Coronary vasomotor responses in cyclosporine-treated piglets

Abstract

Chronic treatment with cyclosporine A (Cx) seems to produce a decreased ability of the endothelium to secrete nitric oxide. However, its effect on the coronary arterial system remains controversial. Therefore, coronary arteries isolated from piglets treated by intramuscular injections of Cx (10 mg/kg/day, IM, for 22 days) were studied in organ baths and compared with those isolated from control animals (IM injections of the Cx solvent). Depolarization-induced contractions (KCl 120 mM) were similar in both groups, whereas the acetylcholine-induced contractions (percent of 120 mM KCl) were enhanced: The area under the curve (AUC) was 245 +/- 51 in the Cx group versus 110 +/- 15 in the control group (p < 0.05). Removal of the endothelium did not significantly modify the acetylcholine-induced contractions in both groups and, therefore, did not attenuate the enhanced responsiveness to acetylcholine in the Cx group. On unrubbed rings contracted with prostaglandin F2 alpha, the endothelium-dependent relaxations from serotonin (in the presence of 1 microM ketanserin) were reduced: The AUC was 479 +/- 24 in the Cx group versus 385 +/- 22 in the control group (p < 0.02). Larger AUC values were also found for bradykinin and substance P in the Cx group: 158 +/- 18 versus 55 +/- 17 (in the control group, p < 0.01) and 198 +/- 8 versus 145 +/- 12 (p < 0.01), respectively.
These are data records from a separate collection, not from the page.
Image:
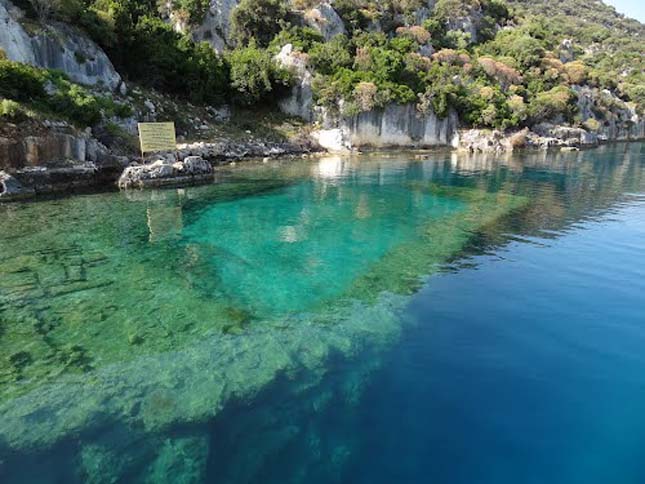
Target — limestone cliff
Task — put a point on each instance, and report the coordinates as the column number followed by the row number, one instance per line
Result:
column 56, row 46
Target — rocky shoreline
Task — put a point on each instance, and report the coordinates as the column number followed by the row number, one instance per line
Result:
column 191, row 164
column 196, row 163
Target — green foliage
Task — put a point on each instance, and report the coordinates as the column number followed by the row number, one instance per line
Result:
column 327, row 58
column 557, row 103
column 303, row 39
column 518, row 44
column 261, row 20
column 255, row 77
column 26, row 84
column 11, row 110
column 21, row 82
column 195, row 9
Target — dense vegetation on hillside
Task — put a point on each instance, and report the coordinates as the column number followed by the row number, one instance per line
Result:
column 497, row 64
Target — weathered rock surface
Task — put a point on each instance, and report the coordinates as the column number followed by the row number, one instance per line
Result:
column 612, row 118
column 223, row 151
column 542, row 136
column 400, row 125
column 333, row 140
column 68, row 177
column 11, row 188
column 45, row 146
column 215, row 28
column 192, row 170
column 56, row 46
column 325, row 19
column 301, row 100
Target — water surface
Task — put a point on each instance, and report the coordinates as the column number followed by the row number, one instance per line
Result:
column 381, row 318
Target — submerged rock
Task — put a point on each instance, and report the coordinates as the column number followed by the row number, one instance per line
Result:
column 193, row 169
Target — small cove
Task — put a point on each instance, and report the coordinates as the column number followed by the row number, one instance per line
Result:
column 235, row 330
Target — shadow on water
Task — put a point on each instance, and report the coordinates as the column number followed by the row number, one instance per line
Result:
column 228, row 333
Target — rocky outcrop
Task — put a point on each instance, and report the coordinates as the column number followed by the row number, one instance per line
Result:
column 542, row 136
column 56, row 46
column 62, row 178
column 161, row 173
column 325, row 20
column 400, row 125
column 334, row 140
column 12, row 189
column 215, row 28
column 300, row 100
column 224, row 151
column 54, row 142
column 394, row 126
column 607, row 116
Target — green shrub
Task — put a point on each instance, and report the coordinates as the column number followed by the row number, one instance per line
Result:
column 261, row 20
column 303, row 39
column 21, row 82
column 558, row 102
column 255, row 77
column 195, row 9
column 329, row 57
column 11, row 110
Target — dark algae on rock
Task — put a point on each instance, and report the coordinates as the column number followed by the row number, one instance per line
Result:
column 136, row 324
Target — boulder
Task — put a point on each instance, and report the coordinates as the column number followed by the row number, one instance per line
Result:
column 215, row 28
column 11, row 188
column 332, row 140
column 301, row 100
column 56, row 46
column 325, row 20
column 192, row 170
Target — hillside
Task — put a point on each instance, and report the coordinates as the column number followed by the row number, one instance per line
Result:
column 396, row 72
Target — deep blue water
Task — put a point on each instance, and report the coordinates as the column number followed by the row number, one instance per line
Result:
column 374, row 319
column 528, row 368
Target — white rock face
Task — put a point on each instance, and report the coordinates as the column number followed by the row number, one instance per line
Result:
column 162, row 172
column 216, row 26
column 300, row 101
column 400, row 125
column 325, row 20
column 13, row 38
column 57, row 47
column 621, row 123
column 334, row 140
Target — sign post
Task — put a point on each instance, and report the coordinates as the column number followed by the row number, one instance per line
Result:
column 155, row 137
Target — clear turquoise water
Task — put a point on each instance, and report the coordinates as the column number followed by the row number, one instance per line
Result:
column 455, row 319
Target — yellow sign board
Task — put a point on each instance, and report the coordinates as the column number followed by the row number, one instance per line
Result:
column 157, row 137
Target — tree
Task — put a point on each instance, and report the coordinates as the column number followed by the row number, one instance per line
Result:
column 45, row 8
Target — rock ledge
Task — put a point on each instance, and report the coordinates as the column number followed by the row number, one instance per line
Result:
column 161, row 173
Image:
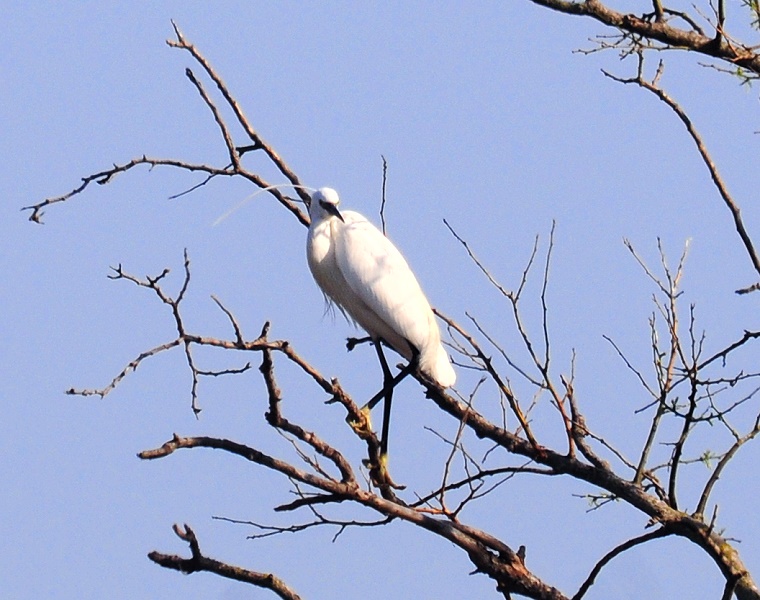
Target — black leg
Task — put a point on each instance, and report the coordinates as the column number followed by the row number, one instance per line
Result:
column 387, row 392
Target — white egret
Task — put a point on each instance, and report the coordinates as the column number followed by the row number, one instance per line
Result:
column 364, row 274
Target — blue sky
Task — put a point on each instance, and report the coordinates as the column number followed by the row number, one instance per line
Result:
column 487, row 118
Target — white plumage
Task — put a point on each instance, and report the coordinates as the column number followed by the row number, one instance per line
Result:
column 361, row 271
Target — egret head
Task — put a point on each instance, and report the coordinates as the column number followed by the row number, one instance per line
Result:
column 324, row 204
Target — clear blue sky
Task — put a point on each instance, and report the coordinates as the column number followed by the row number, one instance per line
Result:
column 488, row 119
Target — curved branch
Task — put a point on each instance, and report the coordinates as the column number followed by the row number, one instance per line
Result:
column 198, row 562
column 661, row 30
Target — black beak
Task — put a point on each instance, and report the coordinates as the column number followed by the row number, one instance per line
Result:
column 332, row 209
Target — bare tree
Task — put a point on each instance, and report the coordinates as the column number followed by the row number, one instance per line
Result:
column 689, row 386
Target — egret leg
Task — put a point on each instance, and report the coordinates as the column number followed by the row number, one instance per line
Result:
column 389, row 382
column 388, row 385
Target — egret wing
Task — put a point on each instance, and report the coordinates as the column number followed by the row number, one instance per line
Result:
column 380, row 277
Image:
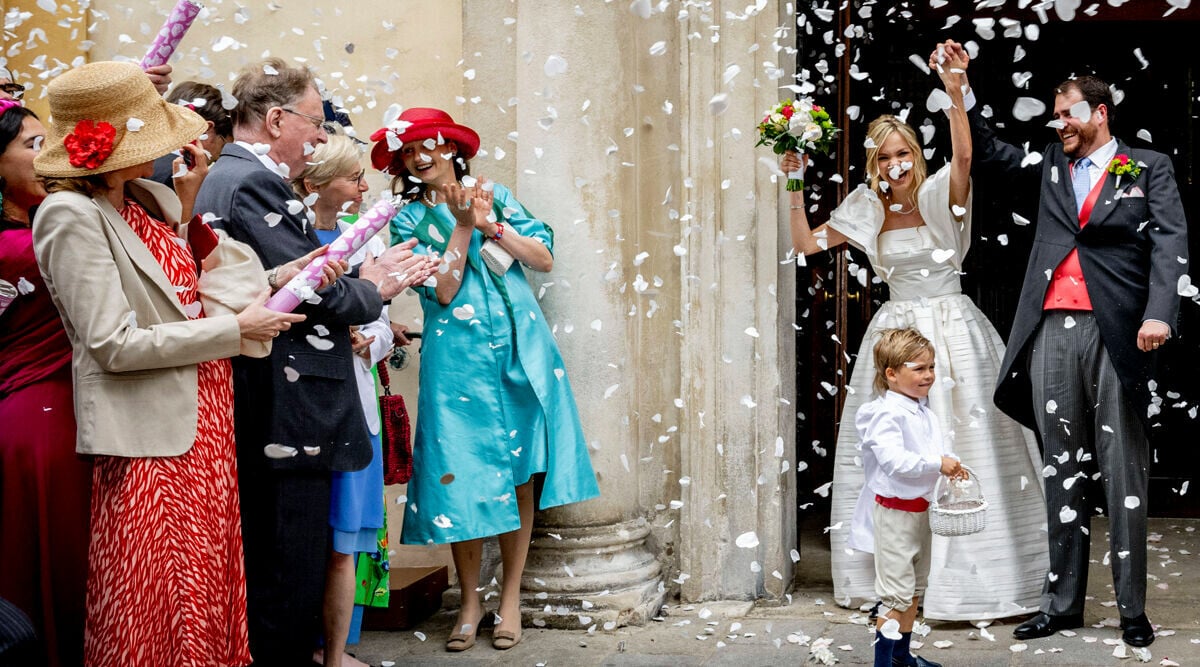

Nevertheless, no alteration in calcium ionophore-induced relaxations was observed: The AUC was 217 +/- 10 in the Cx group and 224 +/- 18 in the control group (NS). Indomethacin incubation (10 microM) did not prevent the impairment in endothelium-dependent relaxations and did not attenuate the cyclosporine-induced augmentation of acetylcholine-induced contractions. Thus, chronic administration of cyclosporine to piglets impairs the coronary endothelial function and produces functional changes in smooth muscle cells. These alterations may play a role in the occurrence of cardiac graft vasculopathy.